Jules Jacques Veyrassat (French, 1828 – 1893), oil on canvas depicting the suffering of Christ on the cross while his mother weeps at his feet, signed “J. Veyrassat” lower right. 32″ x 32″
Jules Jacques Veyrassat (12 April 1828, Paris – 2 July 1893, Paris) was a French painter and engraver; associated with the Barbizon school. Most of his works feature animals.
He studied in Paris with Henri Lehmann and exhibited his first works at the Salon in 1848. He began to work as an engraver in the 1860s, after becoming associated with the École d’Écouen and studying with Pierre Édouard Frère. It was, in fact, Frère and Charles-François Daubigny who encouraged him to take up that art.

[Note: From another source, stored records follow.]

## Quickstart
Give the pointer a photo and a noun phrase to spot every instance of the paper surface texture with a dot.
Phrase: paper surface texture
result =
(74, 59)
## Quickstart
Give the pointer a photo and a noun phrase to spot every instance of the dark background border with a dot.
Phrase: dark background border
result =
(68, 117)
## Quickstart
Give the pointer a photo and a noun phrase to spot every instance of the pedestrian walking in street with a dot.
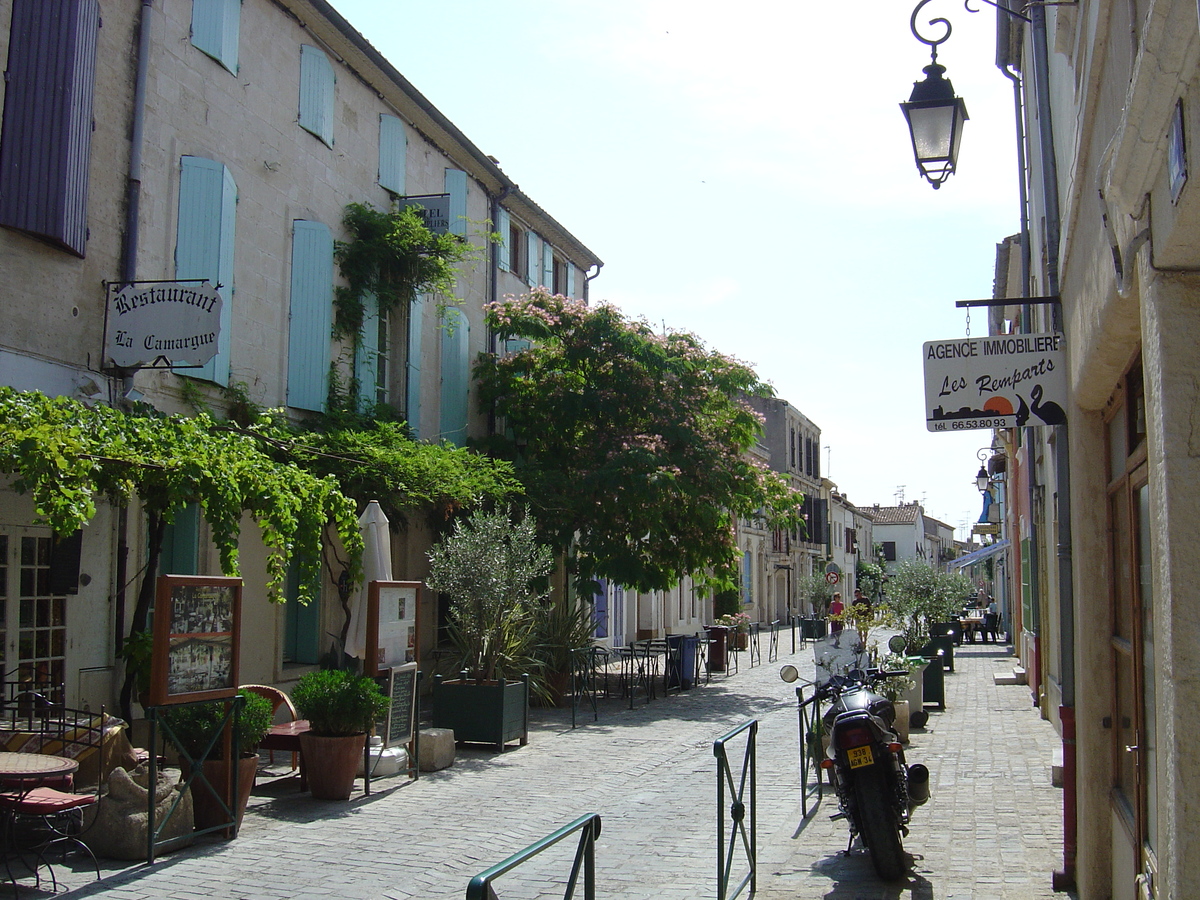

Between 1866 and 1869, he was presented with several awards for his engravings. Later, he collaborated with the British art critic, Philip Gilbert Hamerton, on two of his books devoted to the topic: Chapters on Animals (1874), with Karl Bodmer, and the third edition of Etching and Etchers (1880), which featured the works of many notable artists, such as James Abbott McNeill Whistler, Jozef Israëls and Alphonse Legros. He also produced engravings for a series of albums published by Alfred Cadart.
He was named a Knight in the Legion of Honor in 1878.
He was also associated with the Barbizon school, two of whose members, Charles Jacque and Jean-François Millet, had an influence on his style. As a result, his landscapes all depict some aspect of life in rural France. It would appear that he never travelled to any other countries.
He died in Paris and was interred at the Cimetière du Père-Lachaise.
His works may be seen at museums throughout France, as well as at the Manchester Art Gallery, the Legion of Honor in San Francisco, the Clark Art Institute in Williamstown, Massachusetts and the Walters Art Museum in Baltimore.